The Bureau of Investigative Journalism has launched an ambitious project to address what it sees as UK journalism’s broken business model and chronic lack of diversity.
The People’s Newsroom Initiative aims to offer shared business resources and mentoring to marginalised groups that will enable them to start up their own community newsrooms in the UK.
It builds on TBIJ’s Bureau Local, a collaborative investigative journalism network with more than 760 journalists that was set up in March 2017 sharing public interest projects, data, and providing support.
“We’ve provided an editorial infrastructure over the last few years and now we need something that expands the business side of it,” Megan Lucero (pictured, middle), director of Bureau Local, said of the new initiative.
To achieve this, the Bureau wants to build a coalition of people and organisations who can offer support and services. It is asking for those who have worked to build community newsrooms to get in touch.
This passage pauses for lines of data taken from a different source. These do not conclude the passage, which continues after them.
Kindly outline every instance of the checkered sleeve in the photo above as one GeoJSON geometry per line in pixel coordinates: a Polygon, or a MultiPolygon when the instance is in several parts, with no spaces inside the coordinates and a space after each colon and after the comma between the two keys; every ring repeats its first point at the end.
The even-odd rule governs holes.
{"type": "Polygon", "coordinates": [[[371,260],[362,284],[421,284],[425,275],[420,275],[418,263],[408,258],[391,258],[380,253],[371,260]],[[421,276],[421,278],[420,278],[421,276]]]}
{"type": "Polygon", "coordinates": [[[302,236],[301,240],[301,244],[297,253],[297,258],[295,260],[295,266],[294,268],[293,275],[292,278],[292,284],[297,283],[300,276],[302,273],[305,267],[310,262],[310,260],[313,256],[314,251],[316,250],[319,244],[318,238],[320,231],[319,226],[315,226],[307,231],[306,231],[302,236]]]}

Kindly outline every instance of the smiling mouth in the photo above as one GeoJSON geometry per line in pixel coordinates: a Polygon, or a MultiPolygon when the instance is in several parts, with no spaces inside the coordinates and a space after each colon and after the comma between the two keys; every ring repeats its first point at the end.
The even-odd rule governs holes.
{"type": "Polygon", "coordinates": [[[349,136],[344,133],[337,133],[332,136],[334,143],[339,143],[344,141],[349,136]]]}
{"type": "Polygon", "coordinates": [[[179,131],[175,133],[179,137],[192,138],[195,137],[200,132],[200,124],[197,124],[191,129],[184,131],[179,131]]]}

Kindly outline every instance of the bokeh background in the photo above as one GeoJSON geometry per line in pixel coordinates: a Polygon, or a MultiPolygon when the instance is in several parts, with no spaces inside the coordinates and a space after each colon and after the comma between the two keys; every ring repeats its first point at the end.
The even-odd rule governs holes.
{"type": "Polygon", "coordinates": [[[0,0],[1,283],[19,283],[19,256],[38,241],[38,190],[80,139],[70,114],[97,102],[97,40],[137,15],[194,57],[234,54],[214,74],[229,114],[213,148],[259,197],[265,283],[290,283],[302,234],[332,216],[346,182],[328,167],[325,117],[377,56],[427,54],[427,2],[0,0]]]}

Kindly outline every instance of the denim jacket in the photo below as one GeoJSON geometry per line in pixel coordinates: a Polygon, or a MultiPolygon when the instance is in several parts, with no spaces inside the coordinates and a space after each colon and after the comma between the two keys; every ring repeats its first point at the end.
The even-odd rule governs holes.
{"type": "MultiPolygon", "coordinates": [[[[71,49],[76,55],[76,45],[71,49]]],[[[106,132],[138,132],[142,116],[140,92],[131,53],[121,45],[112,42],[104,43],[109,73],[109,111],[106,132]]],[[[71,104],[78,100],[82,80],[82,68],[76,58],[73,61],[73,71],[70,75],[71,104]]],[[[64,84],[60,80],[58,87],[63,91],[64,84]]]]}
The Bureau plans to provide:
- Access to new forms of community ownership, such as the Ethnic Minorities and Youth Support Team which it is working with in Wales
- Shared back-office support (legal, operational and production)
- Editorial resources (as it already does with Bureau Local which provides localised data stories and community reporting templates).
Earlier this month Press Gazette mapped some 400 local independent news titles, many of which have launched in the wake of major cutbacks from the big UK regional newspaper groups since 2008 (pictured).
“The past four years have also laid bare the deep wounds in our industry. The business model for commercial – instead of public – gain is not working. Newsroom closures, journalist job losses and consolidation measures have hit the sector hard and our communities harder – most UK communities no longer have a daily or regional newspaper to serve them.“Journalism continues to lack diversity and plays a significant role in perpetuating and amplifying systemic racism and inequality.“I’ll always be struck by a collaborator who told us: ‘I don’t see many people like me on the news, but I’m quite happy about that. I don’t trust the news trying to tell our stories’. Another said that traditional media happens in ‘a completely different world’ from the one in which they live. Journalism felt like part of the problem their community faces, rather than a potential solution.”
The initiative is a culmination of TBIJ’s efforts to tackle diversity issues within the news media, such as its panel discussion around “decolonising the news” that took place in September last year.
The aim is to shift away from seeking industry initiatives to promote diversity and put the power directly into community hands.
“We’re tired of talking about the problem,” Bureau Local director Megan Lucero said. “We’re really fortunate to be an organisation that does things and launches initiatives – and this is putting all of these things into action.
“It’s about investing in communities to be able to give them that support to launch newsrooms themselves.”
She added: “It’s a new roadway towards the future of journalism.”
Community newsrooms supported by the initiative could be anything from a Whatsapp service to podcasts and traditional print newspapers.
Those interested in offering their support for the People’s Newsroom Initiative can join a launch event on at 1pm on 9 September.